Aim 2 : Assess the effect of CIH5 (vs Sham) on production, differentiation and recruitment of suppressor immune cells in mice with and without cancer. Primary outcome will be quantitative M-MDSC/TAM/Tregs in bone marrow, spleen, thymus, left lung and right lung at early (2 weeks) and late (4 months) time points; secondary outcome will be functional assays of suppressor immune cells. Exploratory Aim 3: Develop a clone cancer cell from lung cancer of TT-Kpp mice. Also, assess the effect of CIH5 (vs Sham) regulating (1) chemokine/cytokine genes within lung cancer cell (via PCR panel at early and late time point) and (2) other genes (via RNA-seq at one time point). Together, the PCR and RNA-seq information will be utilized in a future grant where we will use CRISPR editing of significant genes within clone cells and inject them into a wild type mouse (syngeneic orthotopic model) to further understand mechanism of effect of CIH on cancer progression. Findings: First submission. Clinical Relationships: We may provide evidence that CIH, a major pathology of obstructive sleep apnea, is a modifiable risk factor that can improve lung cancer survival. Impact/Significance: Positive airway pressure, a treatment for OSA has no side effects and may be a powerful adjunct therapy to prevent lung cancer progression.

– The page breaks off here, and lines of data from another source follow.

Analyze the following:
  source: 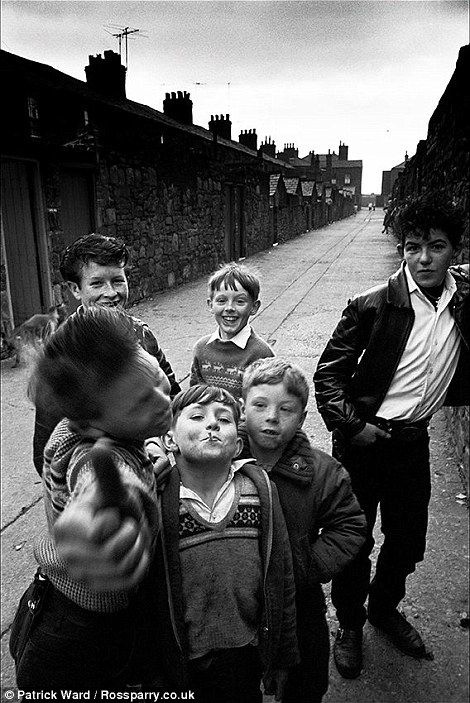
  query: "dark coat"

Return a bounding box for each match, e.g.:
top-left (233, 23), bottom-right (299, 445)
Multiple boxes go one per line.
top-left (239, 426), bottom-right (366, 612)
top-left (146, 464), bottom-right (299, 690)
top-left (314, 266), bottom-right (470, 437)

Lung cancer has a low survival rate, and Veterans not only have a higher rate of lung cancer but also, a worse outcome compared to civilians. Obstructive sleep apnea (OSA) has been linked to higher rates of cancer and cancer death, and again, Veterans not only has a higher rate of OSA but also, their OSA is more severe compared to civilians. Cyclical intermittent hypoxia (CIH) is where oxygen levels go from normal to low many times a night as seen in patients with OSA. We have developed and demonstrated in a mouse model of lung cancer that when mice are exposed to CIH, CIH does make the lung cancer grow faster. In this grant we want to know how CIH makes the cancer grow faster, specifically, how CIH might hijack the immune system to protect the cancer instead of killing the cancer.